Représentations d’emblèmes dans lEpistre Othea : un miroir critique offert aux princes ?

 

    Au début du XVe siècle, l’usage de nouveaux types d’emblèmes se répand dans les cours européennes. Dans un contexte politique caractérisé par la crise profonde de la monarchie, le roi Charles VI et les princes de son entourage portent des couleurs emblématiques, arborent de somptueuses houppelandes brodées à leurs devises, qu’ils ornent parfois de colliers d’ordres chevaleresques fondés par leurs soins. À l’instar du roi qui, dans des circonstances particulières, offre aux membres de sa famille des houppelandes à ses couleurs, décorées de ses devises, les princes octroient aux officiers supérieurs de leurs hôtels, des livrées rehaussées de leurs propres insignes[i]. La diffusion de ces signes d’identité les transforme en outils d’affirmation du pouvoir des princes.

 

    Dans les manuscrits de l’époque, les emblèmes, représentés parfois sur les folios des scènes de dédicace, sont incorporés également dans des miniatures. Associés à des figures mythologiques, ils revêtent, dans l’Epistre Othea, une signification symbolique essentielle.
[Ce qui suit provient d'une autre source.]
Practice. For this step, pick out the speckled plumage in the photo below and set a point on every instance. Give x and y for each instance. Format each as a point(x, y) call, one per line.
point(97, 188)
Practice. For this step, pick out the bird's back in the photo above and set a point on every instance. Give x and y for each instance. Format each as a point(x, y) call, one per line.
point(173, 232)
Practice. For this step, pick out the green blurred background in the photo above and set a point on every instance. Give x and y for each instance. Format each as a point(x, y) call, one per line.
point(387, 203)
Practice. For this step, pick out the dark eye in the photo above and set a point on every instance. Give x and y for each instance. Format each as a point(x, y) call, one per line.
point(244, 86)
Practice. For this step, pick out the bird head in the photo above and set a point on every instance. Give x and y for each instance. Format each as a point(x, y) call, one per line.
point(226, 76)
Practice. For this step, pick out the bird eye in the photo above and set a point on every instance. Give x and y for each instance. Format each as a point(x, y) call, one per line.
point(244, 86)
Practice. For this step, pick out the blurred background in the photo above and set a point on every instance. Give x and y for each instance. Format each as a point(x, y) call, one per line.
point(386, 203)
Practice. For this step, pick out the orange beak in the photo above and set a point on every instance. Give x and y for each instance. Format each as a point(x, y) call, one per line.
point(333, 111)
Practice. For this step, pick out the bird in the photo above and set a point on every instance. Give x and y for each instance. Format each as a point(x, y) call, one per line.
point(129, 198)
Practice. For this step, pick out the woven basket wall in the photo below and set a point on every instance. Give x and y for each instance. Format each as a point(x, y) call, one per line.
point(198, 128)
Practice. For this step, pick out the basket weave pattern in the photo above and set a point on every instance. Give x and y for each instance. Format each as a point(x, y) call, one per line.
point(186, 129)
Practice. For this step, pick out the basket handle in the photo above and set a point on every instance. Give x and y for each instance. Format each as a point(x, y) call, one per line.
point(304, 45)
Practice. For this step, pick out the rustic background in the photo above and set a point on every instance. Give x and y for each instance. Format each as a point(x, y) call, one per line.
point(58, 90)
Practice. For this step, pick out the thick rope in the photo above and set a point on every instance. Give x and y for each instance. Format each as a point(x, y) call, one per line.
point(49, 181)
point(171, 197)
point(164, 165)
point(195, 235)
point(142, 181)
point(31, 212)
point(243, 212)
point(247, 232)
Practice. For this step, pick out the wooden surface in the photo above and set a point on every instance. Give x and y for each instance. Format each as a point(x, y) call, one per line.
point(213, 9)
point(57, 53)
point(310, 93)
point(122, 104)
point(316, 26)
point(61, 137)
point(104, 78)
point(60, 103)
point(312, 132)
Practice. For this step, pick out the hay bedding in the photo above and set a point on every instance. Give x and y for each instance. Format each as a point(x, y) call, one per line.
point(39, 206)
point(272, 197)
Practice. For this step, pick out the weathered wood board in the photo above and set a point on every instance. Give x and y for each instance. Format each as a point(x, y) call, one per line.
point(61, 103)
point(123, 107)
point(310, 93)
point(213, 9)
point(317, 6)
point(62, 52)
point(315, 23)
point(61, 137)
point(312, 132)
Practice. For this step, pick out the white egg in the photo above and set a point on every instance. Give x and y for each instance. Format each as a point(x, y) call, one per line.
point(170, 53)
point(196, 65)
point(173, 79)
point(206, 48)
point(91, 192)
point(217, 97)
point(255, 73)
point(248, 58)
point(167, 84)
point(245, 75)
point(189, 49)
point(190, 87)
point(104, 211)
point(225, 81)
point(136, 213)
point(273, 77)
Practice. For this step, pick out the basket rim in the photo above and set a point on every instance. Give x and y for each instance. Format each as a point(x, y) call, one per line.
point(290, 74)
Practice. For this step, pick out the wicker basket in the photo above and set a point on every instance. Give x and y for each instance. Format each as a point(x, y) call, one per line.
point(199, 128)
Leur insertion au sein d’illustrations des manuscrits Paris, BNF, fr. 606 et Londres, BL, Harley 4431 a pour effet - Sandra Hindman l’a souligné - d’enraciner dans le contexte  politique de l’époque, le message moral et politique intemporel que Christine adresse aux princes par la médiation de la déesse Othéa.

 

    Sur les miniatures de dédicace de ces deux manuscrits de présentation, Christine est représentée à genoux, offrant un manuscrit à Louis d’Orléans assis sous un dais semé de fleurs de lys. Vêtu d’une longue robe bordée de fourrure, le duc porte un collier de mailles d’or ou d’argent doré, à découpes triangulaires, auquel est fixé un pendentif en forme de porc-épic : le collier de l’Ordre du Camail. Deux des courtisans qui le jouxtent sont parés d’un joyau identique. Sur la miniature du manuscrit de la reine (Harley 4431), deux plumes aux couleurs du prince ornent leurs chapeaux. Par ces représentations, Christine rend hommage au pouvoir du duc d’Orléans qu’elle sollicite comme mécène. Cette mise en scène du pouvoir enferme-t-elle l’auteur dans une attitude de flatterie à l’égard du prince ou s’accompagne-t-elle d’un regard critique ? Quelle liberté d’esprit la représentation d’emblèmes du prince et de la reine lui offre-t-elle ?

    Dans ces deux manuscrits, les « emblèmes imaginaires » associés à des figures mythologiques s’inscrivent dans la dimension allégorique des illustrations. Insérés dans des ensembles sémiotiques, ils ouvrent un jeu de mise en abyme qui multiplie les niveaux de signification des images. Leur sens est à rechercher à travers les liens qu’ils entretiennent avec les autres motifs iconographiques, mais aussi avec le texte de l’Epistre. Nous nous proposons d’analyser ce qui fait la cohérence des systèmes de signes sous-jacents à plusieurs illustrations de ces manuscrits.

 

    La représentation de figures mythologiques parées d¢emblèmes princiers - ou figurées dans un décor personnalisé par ces derniers - revient à identifier les princes à ces figures. Par l’insertion de signes qui renvoient à l’identité des princes, Christine laisse entrevoir une attitude critique. En effet, dans le texte de l’Epistre, l’auteur présente ces figures mythologiques comme des exempla négatifs. En les dotant d’emblèmes choisis par le duc d’Orléans ou la reine, Christine souligne, de manière ostensible, l’existence d’imperfections morales en ces derniers. Ces illustrations de l’Epistre mettent ainsi l’accent sur la distance qui sépare le principal acteur de la scène politique, du pouvoir véritable fondé sur la pratique des quatre vertus cardinales. Ce constat suggère que l’une des intentions ayant porté Christine à insérer des représentations d’emblèmes au sein des illustrations de l’Epistre consiste peut-être à offrir aux princes un miroir critique susceptible d’éveiller en eux un sens plus profond de leurs devoirs et de leurs responsabilités, face à la situation de guerre civile.

 

[i] En ce qui concerne Louis d’Orléans, voir : E. Gonzalès, Un Prince en son hôtel. Les serviteurs du duc d’Orléans au XVe siècle, Paris, Publications de la Sorbonne, 2004, p. 226-227.